RADS-Checker: Measuring Compliance with Right of Access by the Data Subject in Android Markets

TL;DR

This study develops a framework to measure how well mobile apps comply with the GDPR's Right of Access, revealing significant gaps between policy declarations and actual data provision to users.

Contribution

It introduces a novel, comprehensive framework combining NLP analysis and runtime testing to evaluate RADS compliance in mobile apps.

Findings

Less than 55% of apps declare offering data access in policies.

Fewer than 20% of apps actually provide user data upon request.

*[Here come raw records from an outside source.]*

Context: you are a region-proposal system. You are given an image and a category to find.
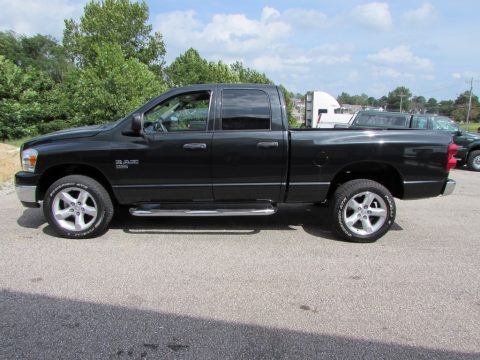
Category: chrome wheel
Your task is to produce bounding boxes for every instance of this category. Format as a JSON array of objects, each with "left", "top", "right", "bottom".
[
  {"left": 342, "top": 191, "right": 388, "bottom": 236},
  {"left": 473, "top": 155, "right": 480, "bottom": 170},
  {"left": 52, "top": 186, "right": 98, "bottom": 231}
]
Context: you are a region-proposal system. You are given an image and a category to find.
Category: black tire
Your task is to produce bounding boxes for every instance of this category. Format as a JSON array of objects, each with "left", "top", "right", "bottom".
[
  {"left": 467, "top": 150, "right": 480, "bottom": 171},
  {"left": 331, "top": 179, "right": 396, "bottom": 243},
  {"left": 43, "top": 175, "right": 114, "bottom": 239}
]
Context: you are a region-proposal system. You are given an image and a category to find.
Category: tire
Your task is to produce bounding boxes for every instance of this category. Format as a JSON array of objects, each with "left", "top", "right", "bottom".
[
  {"left": 331, "top": 179, "right": 396, "bottom": 243},
  {"left": 467, "top": 150, "right": 480, "bottom": 171},
  {"left": 43, "top": 175, "right": 114, "bottom": 239}
]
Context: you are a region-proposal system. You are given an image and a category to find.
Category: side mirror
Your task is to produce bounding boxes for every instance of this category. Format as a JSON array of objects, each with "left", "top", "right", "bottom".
[{"left": 132, "top": 113, "right": 143, "bottom": 134}]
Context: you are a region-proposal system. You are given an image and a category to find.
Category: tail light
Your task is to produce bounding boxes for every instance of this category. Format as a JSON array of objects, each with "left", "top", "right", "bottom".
[{"left": 445, "top": 143, "right": 458, "bottom": 172}]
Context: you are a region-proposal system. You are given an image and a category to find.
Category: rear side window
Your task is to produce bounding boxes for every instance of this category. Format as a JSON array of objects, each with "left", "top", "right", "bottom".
[
  {"left": 355, "top": 113, "right": 409, "bottom": 128},
  {"left": 412, "top": 116, "right": 428, "bottom": 129},
  {"left": 222, "top": 89, "right": 271, "bottom": 130}
]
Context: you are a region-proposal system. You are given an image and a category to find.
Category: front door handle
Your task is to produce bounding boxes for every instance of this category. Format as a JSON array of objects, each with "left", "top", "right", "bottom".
[
  {"left": 183, "top": 143, "right": 207, "bottom": 150},
  {"left": 257, "top": 141, "right": 278, "bottom": 149}
]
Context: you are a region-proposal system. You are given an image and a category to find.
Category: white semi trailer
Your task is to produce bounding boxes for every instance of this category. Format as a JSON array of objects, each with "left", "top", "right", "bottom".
[{"left": 305, "top": 91, "right": 353, "bottom": 128}]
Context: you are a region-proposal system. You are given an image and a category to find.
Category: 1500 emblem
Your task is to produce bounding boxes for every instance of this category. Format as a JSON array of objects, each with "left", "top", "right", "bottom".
[{"left": 115, "top": 160, "right": 139, "bottom": 169}]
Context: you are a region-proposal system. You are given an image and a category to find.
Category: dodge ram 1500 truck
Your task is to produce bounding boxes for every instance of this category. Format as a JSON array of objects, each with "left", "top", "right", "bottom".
[{"left": 15, "top": 84, "right": 456, "bottom": 242}]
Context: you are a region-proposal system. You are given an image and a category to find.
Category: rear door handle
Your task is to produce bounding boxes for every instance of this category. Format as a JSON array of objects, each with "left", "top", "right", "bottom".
[
  {"left": 257, "top": 141, "right": 278, "bottom": 149},
  {"left": 183, "top": 143, "right": 207, "bottom": 150}
]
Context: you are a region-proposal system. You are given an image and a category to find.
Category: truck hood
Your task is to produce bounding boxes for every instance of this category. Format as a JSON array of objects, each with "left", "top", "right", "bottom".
[
  {"left": 23, "top": 124, "right": 111, "bottom": 149},
  {"left": 464, "top": 132, "right": 480, "bottom": 140}
]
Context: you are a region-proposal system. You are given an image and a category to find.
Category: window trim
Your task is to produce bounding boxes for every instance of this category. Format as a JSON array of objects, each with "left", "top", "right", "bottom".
[
  {"left": 215, "top": 88, "right": 273, "bottom": 132},
  {"left": 142, "top": 89, "right": 214, "bottom": 135}
]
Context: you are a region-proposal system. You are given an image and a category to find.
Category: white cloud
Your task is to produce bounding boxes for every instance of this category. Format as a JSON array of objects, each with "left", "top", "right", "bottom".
[
  {"left": 452, "top": 71, "right": 480, "bottom": 80},
  {"left": 351, "top": 2, "right": 393, "bottom": 31},
  {"left": 0, "top": 0, "right": 87, "bottom": 39},
  {"left": 367, "top": 45, "right": 433, "bottom": 71},
  {"left": 281, "top": 9, "right": 331, "bottom": 31},
  {"left": 403, "top": 3, "right": 436, "bottom": 25},
  {"left": 253, "top": 44, "right": 351, "bottom": 74},
  {"left": 158, "top": 7, "right": 292, "bottom": 56},
  {"left": 372, "top": 66, "right": 415, "bottom": 79}
]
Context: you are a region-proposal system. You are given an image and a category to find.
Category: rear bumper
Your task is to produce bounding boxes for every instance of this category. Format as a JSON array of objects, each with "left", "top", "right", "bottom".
[{"left": 442, "top": 179, "right": 457, "bottom": 196}]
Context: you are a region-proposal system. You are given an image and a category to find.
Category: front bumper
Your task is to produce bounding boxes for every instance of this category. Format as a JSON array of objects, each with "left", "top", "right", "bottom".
[
  {"left": 15, "top": 185, "right": 37, "bottom": 203},
  {"left": 15, "top": 171, "right": 40, "bottom": 207},
  {"left": 442, "top": 179, "right": 457, "bottom": 196}
]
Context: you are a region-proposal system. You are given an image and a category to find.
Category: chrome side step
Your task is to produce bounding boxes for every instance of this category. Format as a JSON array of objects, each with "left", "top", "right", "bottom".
[{"left": 130, "top": 204, "right": 277, "bottom": 216}]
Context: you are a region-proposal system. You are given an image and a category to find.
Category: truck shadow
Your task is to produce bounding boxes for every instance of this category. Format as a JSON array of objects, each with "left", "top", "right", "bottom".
[
  {"left": 17, "top": 204, "right": 403, "bottom": 242},
  {"left": 0, "top": 290, "right": 479, "bottom": 360}
]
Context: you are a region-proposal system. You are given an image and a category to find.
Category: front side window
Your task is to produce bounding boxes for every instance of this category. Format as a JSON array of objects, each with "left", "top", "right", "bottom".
[
  {"left": 222, "top": 89, "right": 271, "bottom": 130},
  {"left": 432, "top": 117, "right": 458, "bottom": 132},
  {"left": 144, "top": 91, "right": 210, "bottom": 133}
]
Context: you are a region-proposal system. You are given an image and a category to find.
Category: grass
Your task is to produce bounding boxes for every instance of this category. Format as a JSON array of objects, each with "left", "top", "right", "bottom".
[
  {"left": 5, "top": 136, "right": 32, "bottom": 147},
  {"left": 460, "top": 123, "right": 480, "bottom": 132}
]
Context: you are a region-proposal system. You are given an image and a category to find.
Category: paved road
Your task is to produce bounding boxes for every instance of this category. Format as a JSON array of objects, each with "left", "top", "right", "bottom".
[{"left": 0, "top": 170, "right": 480, "bottom": 359}]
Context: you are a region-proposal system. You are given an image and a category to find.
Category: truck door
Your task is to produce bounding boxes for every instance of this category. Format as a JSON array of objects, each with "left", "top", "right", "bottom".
[
  {"left": 114, "top": 91, "right": 213, "bottom": 203},
  {"left": 212, "top": 88, "right": 287, "bottom": 201}
]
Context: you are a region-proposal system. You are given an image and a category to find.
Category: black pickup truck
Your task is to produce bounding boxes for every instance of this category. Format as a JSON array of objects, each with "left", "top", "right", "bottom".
[
  {"left": 349, "top": 110, "right": 480, "bottom": 171},
  {"left": 15, "top": 84, "right": 456, "bottom": 242}
]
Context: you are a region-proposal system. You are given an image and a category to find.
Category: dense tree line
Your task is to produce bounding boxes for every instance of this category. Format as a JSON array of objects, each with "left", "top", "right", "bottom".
[
  {"left": 337, "top": 86, "right": 480, "bottom": 122},
  {"left": 0, "top": 0, "right": 480, "bottom": 140},
  {"left": 0, "top": 0, "right": 293, "bottom": 140}
]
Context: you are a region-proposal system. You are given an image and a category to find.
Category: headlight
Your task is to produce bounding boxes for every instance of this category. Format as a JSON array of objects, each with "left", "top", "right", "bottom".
[{"left": 22, "top": 149, "right": 38, "bottom": 172}]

Only about 3% of data copies are complete and verified.

Abstract

The latest data protection regulations worldwide, such as the General Data Protection Regulation (GDPR), have established the Right of Access by the Data Subject (RADS), granting users the right to access and obtain a copy of their personal data from the data controllers. This clause can effectively compel data controllers to handle user personal data more cautiously, which is of significant importance for protecting user privacy. However, there is currently no research systematically examining whether RADS has been effectively implemented in mobile apps, which are the most common personal data controllers. In this study, we propose a compliance measurement framework for RADS in apps. In our framework, we first analyze an app's privacy policy text using NLP techniques such as GPT-4 to verify whether it clearly declares offering RADS to users and provides specific details on how the right can be exercised. Next, we assess the authenticity and usability of the identified implementation methods by submitting data access requests to the app. Finally, for the obtained data copies, we further verify their completeness by comparing them with the user personal data actually collected by the app during runtime, as captured by Frida Hook. We analyzed a total of 1,631 apps in the American app market G and the Chinese app market H. The results show that less than 54.50% and 37.05% of apps in G and H, respectively, explicitly state in their privacy policies that they can provide users with copies of their personal data. Additionally, in both app markets, less than 20% of apps could truly provide users with their data copies. Finally, among the obtained data copies, only about 2.94% from G pass the completeness verification.